Redox homeostasis and stress in mouse livers lacking the NADPH-dependent disulfide reductase systems

Abstract

This thesis includes two reviews that cover the background of cellular disulfide reduction, from its earliest form in hydrothermal vents and its evolution to the current, multifaceted systems that maintain cellular redox homeostasis, to the roles of the disulfide reductase systems in different subcellular compartments, as well as provide a current status for many of the unkown roles disulfide reductase enzymes play. Furthermore, this thesis includes two published research articles, both relating changes in the NADPH-dependent disulfide reductase systems to altered physiology and the possible impacts of these changes to human health (ie cancer, acetaminophen overdose or toxic arsenic exposure.) A third research paper is also included in this thesis, which demonstrates the pro-oxidant effects of administration of the antioxidant ascorbate to TrxR1/Gsr-null livers. This paper is potentially valuable both in a clinical aspect, where ascorbate might be prescribed to counter the effects of excess oxidants, but also to the general public, as ascorbate is one of the most commonly taken over-the-counter supplements. The final chapter of this thesis is fundamental groundwork for future projects aimed at identifying how cells manage accumulation of oxidants/compromised disulfide reductase systems.
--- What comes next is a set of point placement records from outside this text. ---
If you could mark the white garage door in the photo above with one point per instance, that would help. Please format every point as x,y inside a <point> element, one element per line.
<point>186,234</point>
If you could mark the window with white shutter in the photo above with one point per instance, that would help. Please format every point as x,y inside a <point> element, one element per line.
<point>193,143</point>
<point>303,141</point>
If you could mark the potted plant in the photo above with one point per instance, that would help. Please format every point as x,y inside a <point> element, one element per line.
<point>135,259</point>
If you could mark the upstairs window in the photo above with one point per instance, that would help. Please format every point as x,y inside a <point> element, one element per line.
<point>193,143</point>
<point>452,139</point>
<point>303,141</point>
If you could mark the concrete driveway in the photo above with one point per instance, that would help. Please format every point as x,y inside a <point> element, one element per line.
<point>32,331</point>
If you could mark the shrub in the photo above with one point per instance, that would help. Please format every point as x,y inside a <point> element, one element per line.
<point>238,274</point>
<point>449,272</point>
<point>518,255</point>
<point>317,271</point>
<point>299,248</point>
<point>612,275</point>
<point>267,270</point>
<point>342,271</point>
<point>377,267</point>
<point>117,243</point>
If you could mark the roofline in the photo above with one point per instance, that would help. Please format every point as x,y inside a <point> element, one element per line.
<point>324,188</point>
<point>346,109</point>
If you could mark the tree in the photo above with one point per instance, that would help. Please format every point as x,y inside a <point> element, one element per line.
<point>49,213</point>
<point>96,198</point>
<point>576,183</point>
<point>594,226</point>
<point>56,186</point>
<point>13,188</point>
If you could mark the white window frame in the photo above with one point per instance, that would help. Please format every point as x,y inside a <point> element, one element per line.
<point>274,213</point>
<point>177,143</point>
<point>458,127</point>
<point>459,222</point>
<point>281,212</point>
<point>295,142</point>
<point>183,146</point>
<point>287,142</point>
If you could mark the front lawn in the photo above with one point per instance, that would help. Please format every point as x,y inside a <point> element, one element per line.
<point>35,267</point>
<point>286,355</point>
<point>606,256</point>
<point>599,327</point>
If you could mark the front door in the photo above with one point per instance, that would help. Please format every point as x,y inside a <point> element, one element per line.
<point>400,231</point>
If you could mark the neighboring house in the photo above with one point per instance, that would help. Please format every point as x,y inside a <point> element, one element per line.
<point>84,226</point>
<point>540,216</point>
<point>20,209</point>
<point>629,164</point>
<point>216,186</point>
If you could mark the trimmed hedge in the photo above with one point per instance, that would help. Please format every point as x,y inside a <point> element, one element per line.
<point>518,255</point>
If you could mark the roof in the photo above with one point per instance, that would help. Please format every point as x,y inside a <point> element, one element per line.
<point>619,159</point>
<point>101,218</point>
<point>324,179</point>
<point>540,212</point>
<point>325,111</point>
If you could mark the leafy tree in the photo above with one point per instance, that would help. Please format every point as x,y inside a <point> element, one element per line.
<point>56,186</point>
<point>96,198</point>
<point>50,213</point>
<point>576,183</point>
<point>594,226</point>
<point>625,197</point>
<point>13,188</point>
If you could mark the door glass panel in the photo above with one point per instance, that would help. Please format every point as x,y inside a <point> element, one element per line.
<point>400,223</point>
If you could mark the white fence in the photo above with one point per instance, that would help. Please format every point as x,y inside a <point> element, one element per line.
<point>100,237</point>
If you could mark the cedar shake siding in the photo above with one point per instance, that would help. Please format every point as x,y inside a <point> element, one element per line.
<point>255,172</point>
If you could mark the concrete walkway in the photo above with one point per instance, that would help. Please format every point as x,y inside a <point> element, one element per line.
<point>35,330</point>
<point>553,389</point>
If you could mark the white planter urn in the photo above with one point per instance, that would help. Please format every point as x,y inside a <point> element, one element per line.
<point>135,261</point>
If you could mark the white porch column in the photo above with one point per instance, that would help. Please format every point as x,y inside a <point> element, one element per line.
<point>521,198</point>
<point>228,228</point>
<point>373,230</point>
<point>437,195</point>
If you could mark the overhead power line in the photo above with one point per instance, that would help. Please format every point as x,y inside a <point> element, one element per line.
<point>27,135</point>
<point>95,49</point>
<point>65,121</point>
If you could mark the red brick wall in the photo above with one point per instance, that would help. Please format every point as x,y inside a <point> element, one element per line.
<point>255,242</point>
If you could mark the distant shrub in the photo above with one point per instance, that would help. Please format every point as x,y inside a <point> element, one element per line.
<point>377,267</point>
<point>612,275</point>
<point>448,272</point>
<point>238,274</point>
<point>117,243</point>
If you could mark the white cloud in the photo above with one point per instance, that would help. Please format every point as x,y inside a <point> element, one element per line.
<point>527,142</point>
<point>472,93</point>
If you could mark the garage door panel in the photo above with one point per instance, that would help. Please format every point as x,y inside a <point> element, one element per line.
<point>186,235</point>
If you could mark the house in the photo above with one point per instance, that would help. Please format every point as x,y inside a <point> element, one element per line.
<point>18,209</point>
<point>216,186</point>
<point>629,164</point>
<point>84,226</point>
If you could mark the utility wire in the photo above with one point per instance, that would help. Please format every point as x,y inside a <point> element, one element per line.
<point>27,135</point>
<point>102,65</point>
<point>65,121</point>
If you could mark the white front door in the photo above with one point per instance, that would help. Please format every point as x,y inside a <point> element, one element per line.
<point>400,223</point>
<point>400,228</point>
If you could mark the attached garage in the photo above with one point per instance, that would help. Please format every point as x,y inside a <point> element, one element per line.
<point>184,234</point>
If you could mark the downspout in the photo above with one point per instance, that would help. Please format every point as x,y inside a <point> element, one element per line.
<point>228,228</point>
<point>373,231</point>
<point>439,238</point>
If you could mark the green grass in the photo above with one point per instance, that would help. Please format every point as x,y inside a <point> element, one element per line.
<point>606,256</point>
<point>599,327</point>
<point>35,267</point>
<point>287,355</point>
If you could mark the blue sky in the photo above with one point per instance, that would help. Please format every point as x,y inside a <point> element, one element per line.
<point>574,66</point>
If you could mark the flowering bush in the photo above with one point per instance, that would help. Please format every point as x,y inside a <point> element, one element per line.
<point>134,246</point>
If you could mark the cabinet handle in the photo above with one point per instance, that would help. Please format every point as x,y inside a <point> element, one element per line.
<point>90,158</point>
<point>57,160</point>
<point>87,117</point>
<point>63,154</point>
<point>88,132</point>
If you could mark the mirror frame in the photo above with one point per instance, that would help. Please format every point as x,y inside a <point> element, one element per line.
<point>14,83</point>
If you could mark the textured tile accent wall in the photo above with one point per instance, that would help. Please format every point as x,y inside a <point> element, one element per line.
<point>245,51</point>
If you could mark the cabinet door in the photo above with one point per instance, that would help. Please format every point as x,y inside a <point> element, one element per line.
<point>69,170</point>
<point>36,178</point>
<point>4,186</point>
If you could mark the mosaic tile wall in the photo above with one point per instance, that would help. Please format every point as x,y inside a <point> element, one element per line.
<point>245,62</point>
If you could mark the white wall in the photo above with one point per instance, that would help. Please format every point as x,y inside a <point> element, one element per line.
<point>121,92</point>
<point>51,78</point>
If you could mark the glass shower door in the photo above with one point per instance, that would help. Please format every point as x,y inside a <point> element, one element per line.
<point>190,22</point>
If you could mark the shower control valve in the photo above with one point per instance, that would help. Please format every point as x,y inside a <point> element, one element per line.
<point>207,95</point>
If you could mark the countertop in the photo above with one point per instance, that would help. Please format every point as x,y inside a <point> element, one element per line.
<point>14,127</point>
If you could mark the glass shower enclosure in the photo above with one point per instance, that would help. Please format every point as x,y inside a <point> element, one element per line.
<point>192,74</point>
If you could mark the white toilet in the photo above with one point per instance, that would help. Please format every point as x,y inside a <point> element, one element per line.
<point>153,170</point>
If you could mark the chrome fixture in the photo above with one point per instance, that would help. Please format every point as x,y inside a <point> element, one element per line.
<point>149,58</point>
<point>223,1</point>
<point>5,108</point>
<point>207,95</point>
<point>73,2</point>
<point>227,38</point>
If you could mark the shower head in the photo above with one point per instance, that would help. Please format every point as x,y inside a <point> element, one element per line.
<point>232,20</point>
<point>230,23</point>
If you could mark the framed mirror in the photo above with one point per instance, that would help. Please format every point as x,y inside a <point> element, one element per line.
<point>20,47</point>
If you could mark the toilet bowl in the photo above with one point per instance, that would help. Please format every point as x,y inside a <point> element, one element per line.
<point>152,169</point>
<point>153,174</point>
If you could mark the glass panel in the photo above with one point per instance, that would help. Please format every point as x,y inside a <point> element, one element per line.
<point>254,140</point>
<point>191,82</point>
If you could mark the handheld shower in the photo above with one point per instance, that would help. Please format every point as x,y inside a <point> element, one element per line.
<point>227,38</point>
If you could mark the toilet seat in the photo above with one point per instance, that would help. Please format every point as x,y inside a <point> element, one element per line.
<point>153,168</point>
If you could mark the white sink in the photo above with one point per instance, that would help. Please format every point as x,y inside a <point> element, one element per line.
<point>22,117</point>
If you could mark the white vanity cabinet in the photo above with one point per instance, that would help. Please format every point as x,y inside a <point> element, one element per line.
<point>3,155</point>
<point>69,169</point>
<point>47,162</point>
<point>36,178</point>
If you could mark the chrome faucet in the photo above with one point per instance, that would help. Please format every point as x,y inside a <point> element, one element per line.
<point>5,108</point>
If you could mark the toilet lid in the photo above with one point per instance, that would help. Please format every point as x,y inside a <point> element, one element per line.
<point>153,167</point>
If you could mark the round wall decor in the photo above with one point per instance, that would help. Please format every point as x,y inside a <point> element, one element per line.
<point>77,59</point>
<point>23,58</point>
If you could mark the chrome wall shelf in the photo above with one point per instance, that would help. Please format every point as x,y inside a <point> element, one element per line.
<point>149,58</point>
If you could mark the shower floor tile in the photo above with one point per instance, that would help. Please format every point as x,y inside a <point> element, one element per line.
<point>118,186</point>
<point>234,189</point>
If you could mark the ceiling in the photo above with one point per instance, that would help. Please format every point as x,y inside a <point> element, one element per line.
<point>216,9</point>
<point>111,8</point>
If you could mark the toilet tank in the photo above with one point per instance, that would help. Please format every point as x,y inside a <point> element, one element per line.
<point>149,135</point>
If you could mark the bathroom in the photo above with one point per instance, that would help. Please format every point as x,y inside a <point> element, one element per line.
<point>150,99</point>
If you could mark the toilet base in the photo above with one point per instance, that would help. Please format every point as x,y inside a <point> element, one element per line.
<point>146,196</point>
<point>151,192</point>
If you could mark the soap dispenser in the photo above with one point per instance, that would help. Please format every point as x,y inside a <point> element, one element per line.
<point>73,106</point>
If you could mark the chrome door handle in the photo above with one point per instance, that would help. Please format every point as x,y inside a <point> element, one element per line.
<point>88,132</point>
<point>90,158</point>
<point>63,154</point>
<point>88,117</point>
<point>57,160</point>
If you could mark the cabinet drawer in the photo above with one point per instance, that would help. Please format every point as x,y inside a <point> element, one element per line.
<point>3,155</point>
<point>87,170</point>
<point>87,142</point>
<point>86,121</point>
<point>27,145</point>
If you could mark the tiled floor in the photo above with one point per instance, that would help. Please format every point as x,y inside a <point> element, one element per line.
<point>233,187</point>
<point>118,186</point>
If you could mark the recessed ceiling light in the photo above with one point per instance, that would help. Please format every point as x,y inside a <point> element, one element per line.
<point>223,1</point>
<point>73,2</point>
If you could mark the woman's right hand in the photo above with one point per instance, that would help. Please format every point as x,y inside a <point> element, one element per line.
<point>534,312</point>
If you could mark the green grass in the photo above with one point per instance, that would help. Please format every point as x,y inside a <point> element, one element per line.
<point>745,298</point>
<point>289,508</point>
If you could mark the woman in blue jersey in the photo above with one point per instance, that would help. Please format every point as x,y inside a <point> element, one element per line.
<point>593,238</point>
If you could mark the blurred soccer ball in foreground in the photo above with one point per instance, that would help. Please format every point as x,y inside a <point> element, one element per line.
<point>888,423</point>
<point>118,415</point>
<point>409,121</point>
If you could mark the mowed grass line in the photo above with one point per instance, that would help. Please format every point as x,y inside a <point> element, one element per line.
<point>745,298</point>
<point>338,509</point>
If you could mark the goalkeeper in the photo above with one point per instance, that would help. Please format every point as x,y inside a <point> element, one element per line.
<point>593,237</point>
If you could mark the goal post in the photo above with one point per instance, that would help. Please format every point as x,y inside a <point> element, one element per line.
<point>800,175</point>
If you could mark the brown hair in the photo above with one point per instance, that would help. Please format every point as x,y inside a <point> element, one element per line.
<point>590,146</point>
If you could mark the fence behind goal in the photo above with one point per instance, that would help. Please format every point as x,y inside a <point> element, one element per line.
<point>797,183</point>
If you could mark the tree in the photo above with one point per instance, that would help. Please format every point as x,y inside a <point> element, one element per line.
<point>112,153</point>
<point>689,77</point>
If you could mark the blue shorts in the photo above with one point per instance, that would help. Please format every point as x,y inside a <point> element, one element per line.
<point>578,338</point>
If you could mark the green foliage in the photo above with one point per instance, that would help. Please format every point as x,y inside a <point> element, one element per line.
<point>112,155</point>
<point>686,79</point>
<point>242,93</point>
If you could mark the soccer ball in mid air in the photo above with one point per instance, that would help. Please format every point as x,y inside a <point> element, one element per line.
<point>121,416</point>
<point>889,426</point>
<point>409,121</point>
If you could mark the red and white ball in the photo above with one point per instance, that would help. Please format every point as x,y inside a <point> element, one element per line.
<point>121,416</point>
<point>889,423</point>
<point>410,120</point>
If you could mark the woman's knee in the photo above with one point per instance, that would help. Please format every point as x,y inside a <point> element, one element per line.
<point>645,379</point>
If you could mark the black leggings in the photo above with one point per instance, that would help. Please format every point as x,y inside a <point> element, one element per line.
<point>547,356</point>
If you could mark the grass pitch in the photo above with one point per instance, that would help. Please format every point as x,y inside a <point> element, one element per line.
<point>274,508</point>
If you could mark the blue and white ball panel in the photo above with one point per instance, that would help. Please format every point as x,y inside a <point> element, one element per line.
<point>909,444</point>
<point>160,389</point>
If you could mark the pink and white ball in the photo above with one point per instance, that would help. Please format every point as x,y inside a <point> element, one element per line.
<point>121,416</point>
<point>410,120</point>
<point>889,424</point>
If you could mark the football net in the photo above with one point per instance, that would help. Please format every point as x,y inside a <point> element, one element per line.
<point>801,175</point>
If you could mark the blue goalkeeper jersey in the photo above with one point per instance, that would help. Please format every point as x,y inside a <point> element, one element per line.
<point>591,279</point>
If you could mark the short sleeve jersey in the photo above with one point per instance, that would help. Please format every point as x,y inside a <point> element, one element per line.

The two isotopically labled amino acids, L-(^34 S)Met and L-(^34 S)cystine, are valuable tools to monitor S-metabolism, both in the TrxR1/Gsr-null livers but also in other disease states, such as those mentioned above. L-(^34 S)cystine is of particular interest to one of our collaborators, Dr. Gina DeNicola, who plans to use L-(^34 S)cystine to monitor S-metabolism in pancreatic organoids to study pancreatic adenocarcinoma.